A última hora de la tarde, la casa se sumió en un profundo silencio. Parecía que mi padre se había ido a alguna parte, así que salí de puntillas de mi habitación. Tampoco vi a mi madre y, aprovechando la oportunidad, entré a hurtadillas en la cocina y me comí los restos de arroz directamente de la cacerola, con las manos. Saqué el zumo de naranja del frigorífico y me lo acabé de un trago. Luego reparé en la olla con bigos que había sobrado del día anterior. La grasa de la carne se había solidificado formando grumos blancos en la superficie. Escupí dentro. Mi escupitajo con mezcla de zumo de naranja se quedó adherido a los restos de col recocida. Me agradó la sensación. A mi padre le encantaban esos bigos.
Alcé la mirada al oír que la puerta de fuera se abría. Yuriko había vuelto. Llevaba la misma chaqueta que la noche anterior y una gorra de moer que nunca le había visto y que debía de pertenecer a Masami. Era un poco grande y le cubría la frente hasta casi taparle los ojos. El perfume de Masami llenó la habitación. Miré de nuevo a Yuriko para confirmar mi anterior descubrimiento: era una chica hermosa con unos ojos espeluznantes.

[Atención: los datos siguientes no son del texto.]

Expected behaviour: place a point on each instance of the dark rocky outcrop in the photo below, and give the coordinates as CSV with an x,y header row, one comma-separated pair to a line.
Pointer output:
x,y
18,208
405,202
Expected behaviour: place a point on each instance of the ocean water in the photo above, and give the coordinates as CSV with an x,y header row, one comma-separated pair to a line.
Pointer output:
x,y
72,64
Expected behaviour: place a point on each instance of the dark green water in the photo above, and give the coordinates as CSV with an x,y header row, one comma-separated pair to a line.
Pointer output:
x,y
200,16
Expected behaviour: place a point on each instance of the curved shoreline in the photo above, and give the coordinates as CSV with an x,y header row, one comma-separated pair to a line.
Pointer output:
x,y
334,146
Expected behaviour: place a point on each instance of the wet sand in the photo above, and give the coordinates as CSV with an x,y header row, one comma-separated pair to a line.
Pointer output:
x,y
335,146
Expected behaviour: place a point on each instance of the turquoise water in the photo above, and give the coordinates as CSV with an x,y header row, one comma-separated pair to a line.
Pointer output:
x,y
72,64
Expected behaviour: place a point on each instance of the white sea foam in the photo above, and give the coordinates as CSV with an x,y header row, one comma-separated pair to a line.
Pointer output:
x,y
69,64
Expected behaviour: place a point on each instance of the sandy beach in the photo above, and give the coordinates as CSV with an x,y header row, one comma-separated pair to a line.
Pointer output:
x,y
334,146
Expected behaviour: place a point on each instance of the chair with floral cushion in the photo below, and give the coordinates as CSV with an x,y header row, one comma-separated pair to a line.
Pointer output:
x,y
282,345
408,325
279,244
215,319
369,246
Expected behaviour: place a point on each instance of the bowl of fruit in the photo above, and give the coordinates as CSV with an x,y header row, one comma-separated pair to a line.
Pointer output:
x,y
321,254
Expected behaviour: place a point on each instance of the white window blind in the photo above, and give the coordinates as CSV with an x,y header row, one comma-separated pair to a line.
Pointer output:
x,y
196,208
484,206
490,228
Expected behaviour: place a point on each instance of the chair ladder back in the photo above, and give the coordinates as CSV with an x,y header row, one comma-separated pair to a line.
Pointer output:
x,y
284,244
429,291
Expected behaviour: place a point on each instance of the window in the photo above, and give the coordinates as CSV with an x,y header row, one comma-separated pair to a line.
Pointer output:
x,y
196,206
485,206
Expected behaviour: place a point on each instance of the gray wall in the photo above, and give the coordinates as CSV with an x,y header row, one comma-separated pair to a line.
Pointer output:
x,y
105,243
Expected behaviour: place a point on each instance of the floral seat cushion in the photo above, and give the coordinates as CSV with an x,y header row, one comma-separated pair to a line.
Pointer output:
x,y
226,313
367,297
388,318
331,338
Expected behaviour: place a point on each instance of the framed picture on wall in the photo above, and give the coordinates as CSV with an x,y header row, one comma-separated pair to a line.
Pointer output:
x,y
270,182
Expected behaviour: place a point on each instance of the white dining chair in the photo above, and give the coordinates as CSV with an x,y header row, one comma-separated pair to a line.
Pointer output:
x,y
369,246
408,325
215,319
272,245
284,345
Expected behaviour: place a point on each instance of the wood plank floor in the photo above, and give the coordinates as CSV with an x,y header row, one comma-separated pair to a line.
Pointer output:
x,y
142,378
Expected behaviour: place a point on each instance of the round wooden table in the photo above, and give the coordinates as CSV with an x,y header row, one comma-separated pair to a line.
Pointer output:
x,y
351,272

Ella no hizo el menor ademán de hablar conmigo antes de subir a saltos la escalera. Encendí la televisión y me acomodé en el sofá. Estaba viendo un concurso de Año Nuevo cuando Yuriko entró en el salón con una mochila y su querido peluche de
Snoopy
.
—Me voy a casa de los Johnson. Les he contado lo que hiciste anoche y me han dicho que es demasiado peligroso que me quede aquí contigo y que debería irme a vivir con ellos.
—Fantástico. Entonces no vuelvas nunca más.
Me sentía aliviada. Al final, Yuriko pasó el resto de las vacaciones de Año Nuevo con los Johnson. Una vez me encontré con el señor Johnson y con Masami por el sendero. Ambos me saludaron con la mano y dijeron «Hola» con una mueca que parecía una sonrisa. Yo, a mi vez, les devolví el saludo sonriendo abiertamente. Sin embargo, en el fondo pensaba: «Eres un idiota, Johnson. Y tú, Masami, ¡menuda vaca estúpida!»
No me importaba lo más mínimo que Yuriko no volviera a casa. Por mí, podía convertirse en la hija idiota de los idiotas Johnson.
A
l año siguiente la tienda de mi padre se fue a pique. Bueno, no sólo la tienda, sino el negocio entero. A medida que los japoneses se volvieron más prósperos, también se volvieron más exigentes y pedían productos de importación de mejor calidad, de modo que los dulces baratos en los que estaba especializado mi padre dejaron de interesarles. Cerró la tienda y tuvo que venderlo todo para hacer frente a las deudas pendientes. Y, claro está, también tuvo que deshacerse de la cabaña de la montaña, incluso de la pequeña casa que teníamos en Shinagawa, de nuestro coche, de todo.
Con el negocio liquidado, mi padre decidió volver a Suiza para empezar de nuevo. Su hermano menor, Karl, tenía una fábrica de calcetas en Berna y necesitaba ayuda con la contabilidad, de modo que se decidió que nos mudáramos todos a Suiza. Esto ocurrió justo cuando yo estaba preparándome para los exámenes de ingreso al bachillerato. Me había propuesto entrar en un centro de los más prestigiosos, la clase de escuela en la que nunca aceptarían a una tarada como Yuriko. Me refiero a la escuela a la que fuimos Kazue y yo. Llamémosla Instituto Q para Chicas, ¿qué os parece? Era la escuela preparatoria de élite adscrita a la Universidad Q.
Le pedí permiso a mi padre para irme a vivir con mi abuelo, que tenía un apartamento en el distrito P, e intentar aprobar al menos el examen de ingreso. Si lo conseguía, podría ir al colegio desde allí. Fuera como fuese, estaba decidida a frustrar cualquier intento de que me llevaran a Suiza con Yuriko.